Observed warming since then has been closer to one-tenth of one degree centigrade per decade. Two months later, the Intergovernmental Panel on Climate Change (IPCC) held its inaugural meeting in Geneva.
The tendency to catastrophism was present at the outset of global warming. The previous year, at a secretive meeting of scientists that included the IPCC’s first chair, it had been recognized that traditional cost-benefit analysis was inappropriate, on account of the “risk of major transformations of the world of future generations.”
The logic of this argument requires that climate change be presented as potentially catastrophic—otherwise, the cure would appear worse than the putative disease.
Although catastrophism gave climate change emotive power, the most consistent feature of climate change is the failure of predictions of catastrophe to materialize.
In 1990, Martin Parry, a future co-chair of an IPCC working group, produced a report claiming that the world could suffer mass starvation and soaring food prices within 40 years.
Yet the prevalence of undernourishment in developing countries has been on a downward trend since the 1970s and was nearly halved, from 23.3% in 1991 to 12.9% in 2015.
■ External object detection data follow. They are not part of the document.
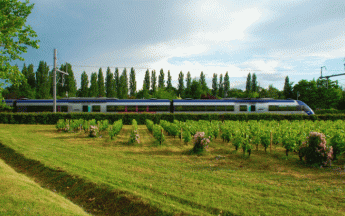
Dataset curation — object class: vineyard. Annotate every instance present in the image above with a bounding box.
[0,120,345,215]
[56,119,345,164]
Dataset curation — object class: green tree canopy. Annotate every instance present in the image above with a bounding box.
[151,70,157,94]
[129,67,137,97]
[105,67,115,98]
[212,73,218,96]
[177,71,184,98]
[224,72,230,97]
[158,68,165,88]
[89,72,98,97]
[114,68,120,97]
[97,68,105,97]
[143,69,150,90]
[0,0,39,92]
[218,74,224,98]
[167,70,172,90]
[78,71,89,97]
[184,71,193,98]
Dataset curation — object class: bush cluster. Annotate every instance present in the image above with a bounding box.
[299,132,333,166]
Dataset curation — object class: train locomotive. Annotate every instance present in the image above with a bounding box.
[5,98,314,115]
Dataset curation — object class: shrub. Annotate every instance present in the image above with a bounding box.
[330,132,345,160]
[56,119,66,131]
[182,130,192,144]
[299,132,333,166]
[89,125,98,137]
[192,132,211,154]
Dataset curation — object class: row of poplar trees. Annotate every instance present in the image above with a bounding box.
[3,61,345,109]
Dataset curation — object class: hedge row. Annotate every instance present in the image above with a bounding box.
[0,112,345,125]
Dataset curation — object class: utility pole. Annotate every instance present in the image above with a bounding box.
[319,64,345,89]
[53,49,68,113]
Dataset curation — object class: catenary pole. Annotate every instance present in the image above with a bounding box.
[53,49,56,113]
[53,49,68,113]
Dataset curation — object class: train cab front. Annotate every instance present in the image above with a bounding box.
[297,100,315,115]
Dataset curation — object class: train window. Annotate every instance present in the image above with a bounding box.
[226,106,235,111]
[268,105,278,111]
[240,105,247,111]
[59,106,68,112]
[192,106,205,111]
[138,106,147,112]
[107,106,116,112]
[127,106,137,112]
[27,106,53,112]
[173,106,183,111]
[149,106,170,112]
[92,105,101,112]
[206,106,216,112]
[116,106,126,112]
[217,106,225,111]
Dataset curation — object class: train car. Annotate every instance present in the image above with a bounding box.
[173,98,314,115]
[12,98,171,113]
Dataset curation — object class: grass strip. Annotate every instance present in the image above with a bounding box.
[0,143,169,215]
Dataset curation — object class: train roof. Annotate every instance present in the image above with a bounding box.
[173,98,295,103]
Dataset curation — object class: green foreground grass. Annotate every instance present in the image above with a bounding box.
[0,124,345,215]
[0,156,89,215]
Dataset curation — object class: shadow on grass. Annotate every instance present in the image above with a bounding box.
[0,143,173,215]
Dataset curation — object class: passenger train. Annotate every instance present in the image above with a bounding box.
[5,98,314,115]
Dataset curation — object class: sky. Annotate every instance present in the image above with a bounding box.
[15,0,345,90]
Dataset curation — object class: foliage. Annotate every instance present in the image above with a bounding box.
[97,68,105,97]
[128,119,140,144]
[299,132,333,166]
[212,73,218,96]
[105,67,115,98]
[158,68,165,89]
[192,132,211,154]
[129,67,137,97]
[108,119,123,139]
[0,0,39,94]
[89,73,98,97]
[330,131,345,160]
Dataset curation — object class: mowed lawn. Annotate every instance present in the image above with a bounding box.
[0,156,89,216]
[0,124,345,215]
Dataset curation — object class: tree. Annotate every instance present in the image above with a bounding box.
[218,74,224,98]
[167,70,172,90]
[56,63,77,97]
[36,61,50,99]
[89,72,98,97]
[283,76,293,98]
[251,73,258,92]
[184,71,194,98]
[105,67,115,98]
[143,69,150,90]
[97,68,105,97]
[158,68,164,88]
[177,71,184,97]
[190,79,202,99]
[119,68,128,99]
[129,68,137,97]
[78,71,89,97]
[246,73,252,94]
[212,73,218,96]
[199,71,209,95]
[114,68,120,97]
[0,0,39,93]
[151,70,157,94]
[224,72,230,97]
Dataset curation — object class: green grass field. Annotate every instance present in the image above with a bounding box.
[0,124,345,215]
[0,156,89,215]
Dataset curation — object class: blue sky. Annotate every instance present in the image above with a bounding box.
[15,0,345,90]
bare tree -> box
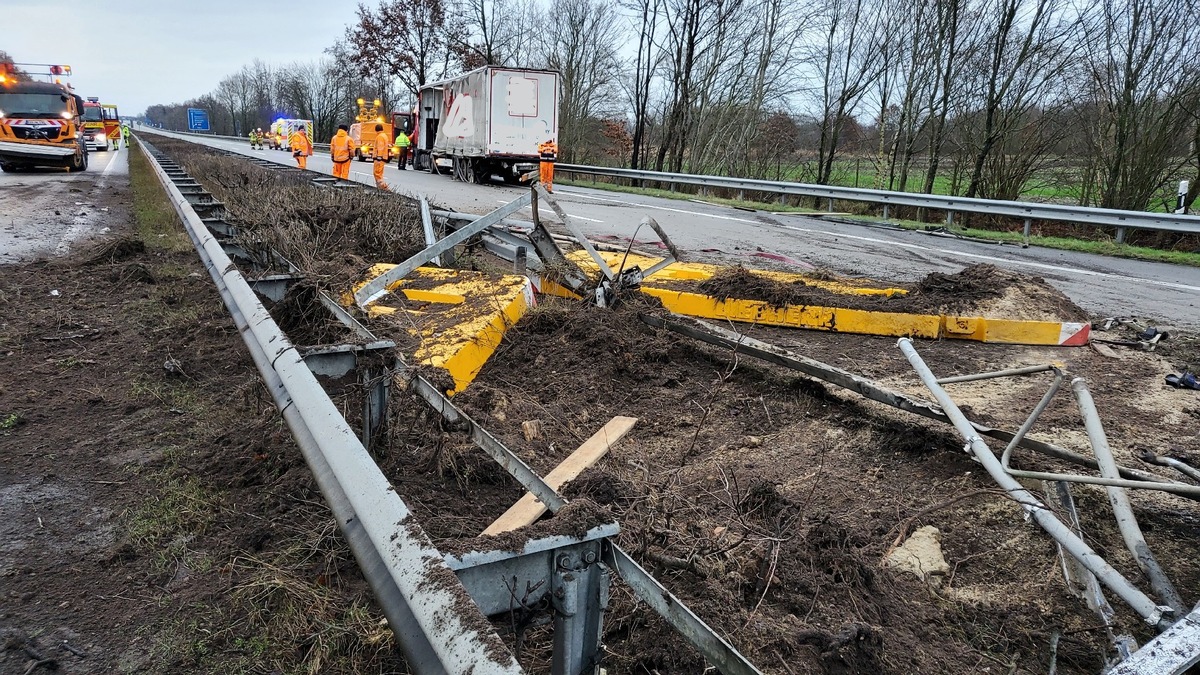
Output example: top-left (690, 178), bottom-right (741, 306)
top-left (540, 0), bottom-right (623, 162)
top-left (812, 0), bottom-right (884, 184)
top-left (346, 0), bottom-right (450, 94)
top-left (966, 0), bottom-right (1079, 198)
top-left (1082, 0), bottom-right (1200, 210)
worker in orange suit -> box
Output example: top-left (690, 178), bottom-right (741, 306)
top-left (329, 124), bottom-right (355, 180)
top-left (538, 139), bottom-right (558, 192)
top-left (288, 125), bottom-right (312, 169)
top-left (374, 124), bottom-right (391, 190)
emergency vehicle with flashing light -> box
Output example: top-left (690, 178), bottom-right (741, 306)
top-left (0, 62), bottom-right (88, 172)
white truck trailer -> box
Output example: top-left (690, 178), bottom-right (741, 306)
top-left (413, 66), bottom-right (558, 183)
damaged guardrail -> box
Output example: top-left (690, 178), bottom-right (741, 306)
top-left (554, 165), bottom-right (1200, 237)
top-left (139, 133), bottom-right (522, 674)
top-left (136, 132), bottom-right (760, 675)
top-left (142, 126), bottom-right (1200, 243)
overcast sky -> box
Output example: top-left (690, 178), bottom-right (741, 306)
top-left (0, 0), bottom-right (358, 114)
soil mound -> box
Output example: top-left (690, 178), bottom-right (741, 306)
top-left (700, 264), bottom-right (1087, 322)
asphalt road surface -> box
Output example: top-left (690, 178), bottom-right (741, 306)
top-left (136, 130), bottom-right (1200, 329)
top-left (0, 149), bottom-right (130, 264)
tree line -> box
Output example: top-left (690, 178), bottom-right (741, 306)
top-left (146, 0), bottom-right (1200, 210)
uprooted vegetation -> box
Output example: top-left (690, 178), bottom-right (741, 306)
top-left (700, 264), bottom-right (1087, 321)
top-left (155, 138), bottom-right (425, 292)
top-left (124, 138), bottom-right (1200, 674)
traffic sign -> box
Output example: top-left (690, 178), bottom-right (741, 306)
top-left (187, 108), bottom-right (209, 131)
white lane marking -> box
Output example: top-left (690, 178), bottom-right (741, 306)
top-left (557, 189), bottom-right (762, 225)
top-left (100, 153), bottom-right (116, 178)
top-left (496, 199), bottom-right (604, 222)
top-left (784, 225), bottom-right (1200, 291)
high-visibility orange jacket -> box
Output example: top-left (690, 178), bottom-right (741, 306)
top-left (288, 131), bottom-right (312, 157)
top-left (374, 131), bottom-right (391, 161)
top-left (329, 129), bottom-right (355, 163)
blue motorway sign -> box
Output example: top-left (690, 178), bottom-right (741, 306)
top-left (187, 108), bottom-right (209, 131)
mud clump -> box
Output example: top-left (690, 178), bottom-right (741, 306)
top-left (700, 267), bottom-right (838, 309)
top-left (700, 264), bottom-right (1087, 322)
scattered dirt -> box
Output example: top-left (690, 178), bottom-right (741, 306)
top-left (441, 295), bottom-right (1200, 673)
top-left (14, 138), bottom-right (1185, 675)
top-left (0, 147), bottom-right (406, 674)
top-left (700, 264), bottom-right (1087, 322)
top-left (145, 137), bottom-right (425, 292)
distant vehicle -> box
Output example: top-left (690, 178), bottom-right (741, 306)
top-left (350, 98), bottom-right (392, 162)
top-left (100, 103), bottom-right (121, 148)
top-left (268, 118), bottom-right (316, 150)
top-left (413, 66), bottom-right (558, 183)
top-left (0, 64), bottom-right (88, 172)
top-left (83, 96), bottom-right (108, 151)
top-left (391, 108), bottom-right (418, 147)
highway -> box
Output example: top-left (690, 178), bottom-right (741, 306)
top-left (138, 127), bottom-right (1200, 329)
top-left (0, 149), bottom-right (130, 264)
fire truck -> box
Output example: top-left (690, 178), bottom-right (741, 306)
top-left (350, 98), bottom-right (391, 162)
top-left (0, 62), bottom-right (88, 172)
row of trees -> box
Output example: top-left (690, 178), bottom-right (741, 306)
top-left (148, 0), bottom-right (1200, 209)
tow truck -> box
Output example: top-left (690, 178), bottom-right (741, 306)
top-left (0, 62), bottom-right (88, 172)
top-left (83, 96), bottom-right (108, 151)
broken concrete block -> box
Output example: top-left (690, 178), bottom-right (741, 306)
top-left (887, 525), bottom-right (950, 586)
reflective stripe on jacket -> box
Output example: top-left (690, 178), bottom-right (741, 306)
top-left (329, 129), bottom-right (354, 163)
top-left (288, 131), bottom-right (312, 155)
top-left (374, 131), bottom-right (391, 160)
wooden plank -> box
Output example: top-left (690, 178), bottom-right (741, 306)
top-left (484, 416), bottom-right (637, 534)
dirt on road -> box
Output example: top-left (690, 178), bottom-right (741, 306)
top-left (0, 142), bottom-right (404, 674)
top-left (0, 138), bottom-right (1200, 675)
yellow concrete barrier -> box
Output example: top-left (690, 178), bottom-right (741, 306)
top-left (341, 264), bottom-right (535, 394)
top-left (561, 251), bottom-right (1091, 346)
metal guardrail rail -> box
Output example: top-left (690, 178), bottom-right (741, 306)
top-left (138, 133), bottom-right (522, 675)
top-left (136, 129), bottom-right (760, 675)
top-left (142, 124), bottom-right (1200, 241)
top-left (554, 165), bottom-right (1200, 240)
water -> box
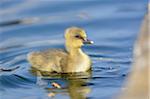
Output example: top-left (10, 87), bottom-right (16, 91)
top-left (0, 0), bottom-right (148, 99)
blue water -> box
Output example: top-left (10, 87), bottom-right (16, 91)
top-left (0, 0), bottom-right (148, 99)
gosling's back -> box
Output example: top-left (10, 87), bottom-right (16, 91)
top-left (28, 49), bottom-right (67, 72)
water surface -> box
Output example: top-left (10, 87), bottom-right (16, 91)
top-left (0, 0), bottom-right (147, 99)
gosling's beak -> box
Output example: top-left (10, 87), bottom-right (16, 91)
top-left (83, 39), bottom-right (94, 44)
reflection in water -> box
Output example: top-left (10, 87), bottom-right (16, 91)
top-left (31, 68), bottom-right (92, 99)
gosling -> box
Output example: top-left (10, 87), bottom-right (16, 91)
top-left (27, 27), bottom-right (93, 73)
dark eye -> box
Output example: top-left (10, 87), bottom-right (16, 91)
top-left (75, 35), bottom-right (80, 38)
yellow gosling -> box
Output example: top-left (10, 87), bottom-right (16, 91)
top-left (28, 27), bottom-right (93, 73)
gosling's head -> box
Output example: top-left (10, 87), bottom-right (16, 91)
top-left (65, 27), bottom-right (93, 48)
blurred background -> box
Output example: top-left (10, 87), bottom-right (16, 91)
top-left (0, 0), bottom-right (148, 99)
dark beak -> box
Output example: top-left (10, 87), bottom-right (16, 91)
top-left (83, 39), bottom-right (94, 44)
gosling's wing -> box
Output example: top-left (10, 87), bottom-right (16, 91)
top-left (28, 49), bottom-right (67, 72)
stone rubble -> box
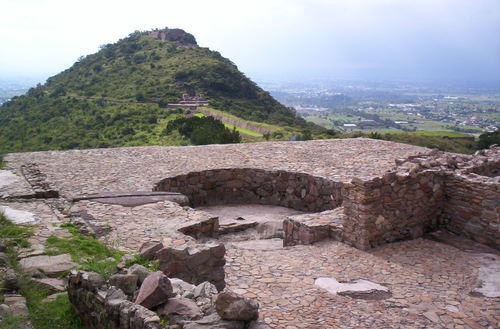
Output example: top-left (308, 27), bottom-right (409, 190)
top-left (0, 139), bottom-right (500, 329)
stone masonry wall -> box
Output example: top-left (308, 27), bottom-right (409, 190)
top-left (343, 171), bottom-right (444, 249)
top-left (154, 168), bottom-right (343, 212)
top-left (444, 173), bottom-right (500, 249)
top-left (68, 271), bottom-right (164, 329)
top-left (154, 242), bottom-right (226, 291)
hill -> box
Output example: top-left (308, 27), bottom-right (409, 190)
top-left (0, 29), bottom-right (322, 153)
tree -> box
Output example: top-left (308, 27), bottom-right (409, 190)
top-left (477, 130), bottom-right (500, 150)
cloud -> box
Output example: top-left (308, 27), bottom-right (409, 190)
top-left (0, 0), bottom-right (500, 78)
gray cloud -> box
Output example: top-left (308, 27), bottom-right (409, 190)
top-left (0, 0), bottom-right (500, 80)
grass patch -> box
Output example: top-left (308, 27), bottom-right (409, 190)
top-left (193, 108), bottom-right (264, 137)
top-left (46, 224), bottom-right (124, 278)
top-left (0, 213), bottom-right (83, 329)
top-left (393, 130), bottom-right (471, 137)
top-left (0, 315), bottom-right (26, 329)
top-left (223, 122), bottom-right (264, 137)
top-left (23, 286), bottom-right (83, 329)
top-left (0, 212), bottom-right (33, 248)
top-left (125, 255), bottom-right (160, 272)
top-left (335, 131), bottom-right (476, 154)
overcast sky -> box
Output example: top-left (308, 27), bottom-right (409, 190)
top-left (0, 0), bottom-right (500, 80)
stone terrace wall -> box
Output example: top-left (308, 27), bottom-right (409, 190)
top-left (343, 146), bottom-right (500, 249)
top-left (343, 171), bottom-right (444, 249)
top-left (154, 168), bottom-right (343, 212)
top-left (444, 174), bottom-right (500, 249)
top-left (68, 271), bottom-right (165, 329)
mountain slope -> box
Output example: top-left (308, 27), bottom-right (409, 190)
top-left (0, 29), bottom-right (320, 153)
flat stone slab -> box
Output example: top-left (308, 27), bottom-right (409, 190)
top-left (4, 138), bottom-right (430, 196)
top-left (19, 254), bottom-right (78, 277)
top-left (228, 239), bottom-right (283, 250)
top-left (70, 200), bottom-right (219, 252)
top-left (0, 206), bottom-right (39, 225)
top-left (0, 170), bottom-right (35, 198)
top-left (73, 192), bottom-right (189, 207)
top-left (314, 278), bottom-right (391, 299)
top-left (196, 204), bottom-right (303, 236)
top-left (474, 254), bottom-right (500, 298)
top-left (31, 278), bottom-right (66, 293)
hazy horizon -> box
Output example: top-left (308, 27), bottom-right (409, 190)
top-left (0, 0), bottom-right (500, 82)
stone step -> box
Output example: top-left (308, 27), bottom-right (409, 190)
top-left (283, 207), bottom-right (345, 247)
top-left (72, 191), bottom-right (189, 207)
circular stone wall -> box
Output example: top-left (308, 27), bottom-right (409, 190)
top-left (154, 168), bottom-right (343, 212)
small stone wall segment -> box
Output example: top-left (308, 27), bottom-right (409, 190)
top-left (156, 242), bottom-right (226, 291)
top-left (68, 271), bottom-right (165, 329)
top-left (444, 174), bottom-right (500, 249)
top-left (154, 168), bottom-right (343, 212)
top-left (343, 171), bottom-right (444, 250)
top-left (283, 207), bottom-right (345, 247)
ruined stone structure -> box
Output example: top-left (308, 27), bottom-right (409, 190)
top-left (0, 139), bottom-right (500, 328)
top-left (154, 168), bottom-right (342, 212)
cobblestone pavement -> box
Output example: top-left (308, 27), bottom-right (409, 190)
top-left (5, 138), bottom-right (430, 197)
top-left (71, 201), bottom-right (214, 252)
top-left (226, 239), bottom-right (500, 329)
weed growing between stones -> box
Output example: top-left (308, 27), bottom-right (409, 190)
top-left (46, 229), bottom-right (124, 278)
top-left (22, 284), bottom-right (83, 329)
top-left (0, 315), bottom-right (26, 329)
top-left (125, 255), bottom-right (160, 272)
top-left (0, 213), bottom-right (83, 329)
top-left (0, 212), bottom-right (33, 249)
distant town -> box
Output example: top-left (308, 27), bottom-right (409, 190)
top-left (262, 81), bottom-right (500, 135)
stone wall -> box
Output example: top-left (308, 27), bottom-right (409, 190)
top-left (444, 174), bottom-right (500, 249)
top-left (154, 168), bottom-right (343, 212)
top-left (68, 271), bottom-right (165, 329)
top-left (155, 242), bottom-right (226, 291)
top-left (343, 171), bottom-right (443, 249)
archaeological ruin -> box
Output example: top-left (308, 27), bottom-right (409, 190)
top-left (0, 138), bottom-right (500, 329)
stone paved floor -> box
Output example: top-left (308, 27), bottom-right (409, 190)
top-left (226, 239), bottom-right (500, 329)
top-left (5, 138), bottom-right (430, 197)
top-left (71, 201), bottom-right (214, 252)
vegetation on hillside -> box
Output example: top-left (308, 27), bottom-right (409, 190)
top-left (477, 130), bottom-right (500, 149)
top-left (335, 131), bottom-right (477, 154)
top-left (165, 116), bottom-right (241, 145)
top-left (0, 27), bottom-right (322, 152)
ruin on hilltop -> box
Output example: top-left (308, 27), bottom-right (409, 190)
top-left (0, 138), bottom-right (500, 328)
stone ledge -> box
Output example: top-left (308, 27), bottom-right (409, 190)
top-left (283, 207), bottom-right (345, 247)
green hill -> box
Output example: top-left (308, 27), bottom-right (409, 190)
top-left (0, 29), bottom-right (322, 153)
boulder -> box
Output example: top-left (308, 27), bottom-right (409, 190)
top-left (247, 320), bottom-right (271, 329)
top-left (3, 268), bottom-right (19, 291)
top-left (170, 278), bottom-right (196, 298)
top-left (127, 264), bottom-right (153, 285)
top-left (31, 278), bottom-right (66, 293)
top-left (135, 271), bottom-right (173, 309)
top-left (4, 295), bottom-right (28, 316)
top-left (183, 313), bottom-right (245, 329)
top-left (19, 254), bottom-right (77, 277)
top-left (109, 274), bottom-right (139, 296)
top-left (158, 297), bottom-right (203, 323)
top-left (0, 251), bottom-right (9, 266)
top-left (0, 304), bottom-right (12, 316)
top-left (193, 282), bottom-right (217, 299)
top-left (82, 272), bottom-right (105, 292)
top-left (105, 286), bottom-right (127, 302)
top-left (139, 241), bottom-right (163, 260)
top-left (215, 291), bottom-right (259, 321)
top-left (42, 291), bottom-right (68, 303)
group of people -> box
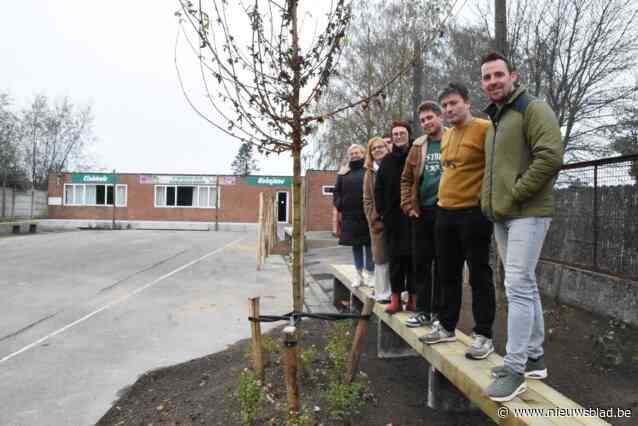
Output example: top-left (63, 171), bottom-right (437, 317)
top-left (334, 53), bottom-right (564, 402)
Although global warming conquered the West, it failed in the East. The model for international environmental cooperation was the 1987 Montreal Protocol on protecting the ozone layer.
Its negotiation and ratification were led by the Reagan administration, which recognized that the U.S. would be the biggest beneficiary of having a strong treaty.
Thanks to U.S. leadership, the negotiations were conducted quickly (in a matter of months) and the protocol has teeth, containing strong incentives for countries to join and the threat of trade sanctions for those that do not.
This path was quickly blocked for climate change. At the end of 1988, the Maltese government sponsored a resolution of the UN General Assembly on the conservation of the climate as mankind’s common heritage, the subtext being those rich countries shouldn’t negotiate a climate change treaty and then impose it on the rest of the world.
The advantage of going down the UN route was that it led to the creation of a permanent and growing bureaucratic infrastructure with annual meetings to keep global warming’s place in public discourse. The downside is that negotiating texts must be agreed by consensus, foreclosing the possibility of a Montreal-like negotiating process and outcome.
In 1990, the General Assembly adopted a resolution establishing the Intergovernmental Negotiating Committee for a Framework Convention on Climate Change, which produced a final text in time for the 1992 Rio Earth Summit.
The most important features of the 1992 climate convention are its ground plan, carving the world in two, with the developed North listed in Annex I, and the doctrine of “common but differentiated responsibilities” (the first principle listed in the convention and arguably its governing one).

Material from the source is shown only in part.